Au Cameroun, le collectif budgétaire qui modifie et complète certaines dispositions de la loi de finances adoptée le 19 décembre 2023 pour le compte de l'exercice 2024, a révisé le budget de plusieurs départements ministériels. Ainsi, certains ont vu leur budget augmenter, d’autres revus à la baisse tandis qu’une catégorie est restée constante.
Une première sur les quatre dernières années, le ministère des Enseignements secondaires (Minesec) qui dans la loi de finances initiale bénéficiait de 539,2 milliards de Fcfa, s’est vu doter le plus gros budget de l'exercice 2024 à la somme de 556,7 milliards de Fcfa dans la loi de finances rectificative. Ceci après 366,9 milliards (2021), 439,3 milliards (2022) et 477 milliards de Fcfa en 2023. Avec un ajustement de 17, 4 milliards de Fcfa (+3,2%), le Minesec obtient ainsi la plus grosse enveloppe budgétaire pour le compte de l’exercice en cours, devant le ministère des Travaux publics (Mintp).
D’après la loi de finances rectificative, près de la moitié du budget du Minesec (264,8 milliards de Fcfa) sera allouée à l’amélioration de la qualité des enseignements et des apprentissages ; 120,5 milliards de Fcfa pour accroître l’accès aux enseignements secondaires et 53,8 milliards pour « la gouvernance et la gestion optimale des ressources », apprend-t-on sans plus de détails.
Le Mintp qui a très souvent bénéficié de la plus grosse allocation, a été relégué à la deuxième place du fait d’un ajustement de 33,7 milliards de Fcfa de son budget établi désormais à 535,3 milliards de Fcfa contre 569,1 milliards de Fcfa au départ. Son principal challenge demeure celui de construire les routes afin d’améliorer le linéaire national bitumé évalué à 10 225,58 km sur un total de 121 873 km soit à peine 9%.
La 3ème place revient au ministère de l’Eau et de l’Energie (Minee) avec 351,2 milliards de Fcfa dont le budget a progressé de 33,5 milliards (+10%). Si l’on s’en tient à l'ordonnance du chef de l’Etat, le principal défi du Minee en 2024 c’est de produire de l’énergie en quantité suffisante au profit tant des ménages que des industries dans un contexte où la capacité installée se situe à moins de 2000 MW contre des prévisions de 5 000 MW en 2030.
Le besoin financier à cet effet est de 210,9 milliards de Fcfa.

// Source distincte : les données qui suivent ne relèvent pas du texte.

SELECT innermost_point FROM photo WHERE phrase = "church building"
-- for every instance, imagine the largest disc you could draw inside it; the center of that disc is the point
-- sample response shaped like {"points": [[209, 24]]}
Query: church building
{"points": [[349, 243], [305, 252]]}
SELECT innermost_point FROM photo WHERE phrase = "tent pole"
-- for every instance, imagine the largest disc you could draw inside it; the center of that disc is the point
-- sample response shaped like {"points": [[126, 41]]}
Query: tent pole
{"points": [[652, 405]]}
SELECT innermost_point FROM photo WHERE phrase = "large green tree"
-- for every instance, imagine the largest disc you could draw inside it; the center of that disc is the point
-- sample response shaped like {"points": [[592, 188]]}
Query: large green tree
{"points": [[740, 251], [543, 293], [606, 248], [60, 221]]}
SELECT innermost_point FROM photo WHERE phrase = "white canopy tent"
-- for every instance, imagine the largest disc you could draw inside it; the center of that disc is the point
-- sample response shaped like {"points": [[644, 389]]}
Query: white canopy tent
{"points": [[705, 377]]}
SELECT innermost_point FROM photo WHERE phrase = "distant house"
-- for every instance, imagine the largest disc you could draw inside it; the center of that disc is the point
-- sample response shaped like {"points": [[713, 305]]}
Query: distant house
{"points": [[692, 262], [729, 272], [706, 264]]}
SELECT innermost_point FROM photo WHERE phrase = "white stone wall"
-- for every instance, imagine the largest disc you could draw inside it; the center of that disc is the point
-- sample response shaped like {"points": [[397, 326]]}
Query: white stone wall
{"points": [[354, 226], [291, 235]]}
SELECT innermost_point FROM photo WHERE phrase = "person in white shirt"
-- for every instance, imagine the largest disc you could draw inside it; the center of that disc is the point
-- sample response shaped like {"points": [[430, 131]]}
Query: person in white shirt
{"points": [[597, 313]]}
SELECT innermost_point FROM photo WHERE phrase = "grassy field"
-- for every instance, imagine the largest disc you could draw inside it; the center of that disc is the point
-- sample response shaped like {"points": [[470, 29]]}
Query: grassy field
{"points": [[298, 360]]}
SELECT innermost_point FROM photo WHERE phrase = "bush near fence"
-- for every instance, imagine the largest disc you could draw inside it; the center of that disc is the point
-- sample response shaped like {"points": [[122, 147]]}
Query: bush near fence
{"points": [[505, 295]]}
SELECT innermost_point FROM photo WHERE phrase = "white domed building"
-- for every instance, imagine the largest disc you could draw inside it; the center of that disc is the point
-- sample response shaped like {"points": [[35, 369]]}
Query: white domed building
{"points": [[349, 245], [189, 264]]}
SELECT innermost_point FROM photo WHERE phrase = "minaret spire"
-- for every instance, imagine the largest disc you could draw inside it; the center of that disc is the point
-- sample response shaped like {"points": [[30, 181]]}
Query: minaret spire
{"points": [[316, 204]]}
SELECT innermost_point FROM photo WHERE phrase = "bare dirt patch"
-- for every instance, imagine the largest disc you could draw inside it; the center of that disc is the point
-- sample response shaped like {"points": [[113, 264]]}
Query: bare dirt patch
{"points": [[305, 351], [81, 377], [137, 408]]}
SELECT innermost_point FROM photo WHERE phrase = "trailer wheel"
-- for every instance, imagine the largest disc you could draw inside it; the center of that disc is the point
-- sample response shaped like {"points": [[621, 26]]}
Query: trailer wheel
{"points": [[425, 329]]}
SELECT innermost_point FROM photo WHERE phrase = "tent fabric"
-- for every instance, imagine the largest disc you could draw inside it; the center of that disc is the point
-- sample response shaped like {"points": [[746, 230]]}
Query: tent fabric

Dans un contexte où le statisticien camerounais (INS) note une disparité entre le taux d’accès à l'électricité en zone urbaine (84%) contre 28% pour les zones rurales, l’Etat camerounais consent 41,1 milliards de Fcfa pour accroître l’accès à ce facteur de production. Il en est de même pour l’eau potable où 56,6 milliards de Fcfa sont budgétisés pour notamment améliorer le taux de desserte.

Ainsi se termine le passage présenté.